I'm trying to show that the global dimension of $\mathbb Q [x]$ is $1$.
I have shown that $D(\mathbb Q [x]) \leq 1$ as follows. One can reduce to the case of showing that
$$\text{sup}_{\{B\}}\; \text{pd}\; B = \text{sup}_{\{I\}} \text{pd}\; R/I \leq 1$$
where $B$ runs over all cyclic $\mathbb Q [x]$-modules and $I$ runs over all ideals of $\mathbb Q [x]$. The statement above follows by $\mathbb Q [x]$ being a PID and thus $\text{pd}\; I = 0$ for all ideals $I$, and considering the exact sequence $0 \rightarrow I \rightarrow R \rightarrow R/I \rightarrow 0$, which gives $\text{pd}\; R/I \leq \text{pd}\; I +1 = 1$. (Since $R$ is certainly projective).

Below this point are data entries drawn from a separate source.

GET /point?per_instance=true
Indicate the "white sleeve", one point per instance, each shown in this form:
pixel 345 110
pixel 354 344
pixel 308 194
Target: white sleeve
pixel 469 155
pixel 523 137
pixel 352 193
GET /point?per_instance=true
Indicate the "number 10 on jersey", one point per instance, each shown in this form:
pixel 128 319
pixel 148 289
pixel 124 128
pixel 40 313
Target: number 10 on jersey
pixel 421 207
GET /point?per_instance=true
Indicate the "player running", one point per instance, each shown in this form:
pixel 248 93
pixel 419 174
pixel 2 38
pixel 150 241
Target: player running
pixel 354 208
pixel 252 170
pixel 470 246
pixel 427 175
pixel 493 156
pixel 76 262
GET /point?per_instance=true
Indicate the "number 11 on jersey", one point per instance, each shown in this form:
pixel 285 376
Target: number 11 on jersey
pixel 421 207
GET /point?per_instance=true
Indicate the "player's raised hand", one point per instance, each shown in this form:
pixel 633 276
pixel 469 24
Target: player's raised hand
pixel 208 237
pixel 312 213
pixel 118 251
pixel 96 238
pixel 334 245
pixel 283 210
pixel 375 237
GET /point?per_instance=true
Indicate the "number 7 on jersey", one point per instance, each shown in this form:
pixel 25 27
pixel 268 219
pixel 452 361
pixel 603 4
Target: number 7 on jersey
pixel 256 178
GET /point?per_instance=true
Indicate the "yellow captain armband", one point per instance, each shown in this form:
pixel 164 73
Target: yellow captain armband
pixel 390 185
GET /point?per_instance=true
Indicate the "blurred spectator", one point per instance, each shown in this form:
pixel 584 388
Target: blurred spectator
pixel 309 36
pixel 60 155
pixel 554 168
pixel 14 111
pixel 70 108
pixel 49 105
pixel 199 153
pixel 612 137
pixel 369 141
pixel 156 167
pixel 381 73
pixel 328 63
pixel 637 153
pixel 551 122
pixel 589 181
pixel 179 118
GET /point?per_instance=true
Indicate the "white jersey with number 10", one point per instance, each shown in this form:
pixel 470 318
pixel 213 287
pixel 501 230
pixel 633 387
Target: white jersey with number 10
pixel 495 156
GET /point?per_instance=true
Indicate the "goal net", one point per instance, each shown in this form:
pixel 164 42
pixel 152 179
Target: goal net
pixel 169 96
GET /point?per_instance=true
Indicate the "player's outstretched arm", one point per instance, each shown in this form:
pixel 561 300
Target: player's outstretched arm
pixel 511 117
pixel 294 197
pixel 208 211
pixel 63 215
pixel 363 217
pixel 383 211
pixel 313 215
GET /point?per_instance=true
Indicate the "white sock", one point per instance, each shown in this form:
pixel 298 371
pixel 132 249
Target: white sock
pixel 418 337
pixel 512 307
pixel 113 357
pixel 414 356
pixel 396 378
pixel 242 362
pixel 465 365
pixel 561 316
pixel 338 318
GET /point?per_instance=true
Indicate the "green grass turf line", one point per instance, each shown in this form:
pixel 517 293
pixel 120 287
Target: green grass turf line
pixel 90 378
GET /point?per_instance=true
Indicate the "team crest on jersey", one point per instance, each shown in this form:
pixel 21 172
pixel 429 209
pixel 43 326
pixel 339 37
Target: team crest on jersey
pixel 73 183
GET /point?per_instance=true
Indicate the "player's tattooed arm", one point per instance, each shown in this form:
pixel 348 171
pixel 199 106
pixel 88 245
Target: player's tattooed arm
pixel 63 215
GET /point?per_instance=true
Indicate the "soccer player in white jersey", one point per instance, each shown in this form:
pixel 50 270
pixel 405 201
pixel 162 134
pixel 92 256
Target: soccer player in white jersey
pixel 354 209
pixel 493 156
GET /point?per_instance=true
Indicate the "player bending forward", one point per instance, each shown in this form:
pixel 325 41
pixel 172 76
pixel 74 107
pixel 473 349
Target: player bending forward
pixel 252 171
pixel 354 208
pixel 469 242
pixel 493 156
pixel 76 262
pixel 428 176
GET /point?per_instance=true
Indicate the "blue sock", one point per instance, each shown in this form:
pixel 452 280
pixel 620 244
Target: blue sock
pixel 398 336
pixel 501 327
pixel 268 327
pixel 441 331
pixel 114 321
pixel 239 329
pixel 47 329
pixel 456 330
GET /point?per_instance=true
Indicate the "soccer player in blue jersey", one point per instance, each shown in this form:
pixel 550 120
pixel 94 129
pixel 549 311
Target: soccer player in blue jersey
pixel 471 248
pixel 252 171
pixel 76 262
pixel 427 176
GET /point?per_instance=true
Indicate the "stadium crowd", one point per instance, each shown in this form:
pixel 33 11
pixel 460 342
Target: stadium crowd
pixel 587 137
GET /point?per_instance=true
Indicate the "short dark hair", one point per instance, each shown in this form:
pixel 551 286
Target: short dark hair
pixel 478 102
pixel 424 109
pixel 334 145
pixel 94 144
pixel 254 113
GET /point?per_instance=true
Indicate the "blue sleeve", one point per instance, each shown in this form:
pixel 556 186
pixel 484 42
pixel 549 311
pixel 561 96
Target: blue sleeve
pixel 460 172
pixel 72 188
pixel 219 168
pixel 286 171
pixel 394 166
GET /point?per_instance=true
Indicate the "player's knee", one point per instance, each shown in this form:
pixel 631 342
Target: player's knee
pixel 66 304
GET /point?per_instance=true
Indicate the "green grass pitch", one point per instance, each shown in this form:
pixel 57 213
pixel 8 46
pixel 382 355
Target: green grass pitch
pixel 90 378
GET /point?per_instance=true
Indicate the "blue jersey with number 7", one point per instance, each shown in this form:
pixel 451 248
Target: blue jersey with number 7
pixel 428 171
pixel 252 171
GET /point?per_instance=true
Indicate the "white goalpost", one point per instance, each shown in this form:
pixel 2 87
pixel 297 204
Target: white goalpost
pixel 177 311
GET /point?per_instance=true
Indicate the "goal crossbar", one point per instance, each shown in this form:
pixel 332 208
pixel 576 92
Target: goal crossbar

But once I've shown that $D(\mathbb Q [x]) \leq 1$, how do I show that there is a $\mathbb Q [x]$-module that is not projective (and hence that $D(\mathbb Q [x]) > 0$)?
Any help is much appreciated, my knowledge of projective modules is rather shaky...
Let $I$ be an ideal of $R$, $I\ne 0,R$. Then $I\simeq R$ (as $R$-modules), and from the exact sequence $$0\to I\to R\to R/I\to 0$$ we get $\operatorname{pd}_RR/I\le 1$. If $\operatorname{pd}_RR/I=0$, then $R/I$ is projective, in particular torsion-free, a contradiction.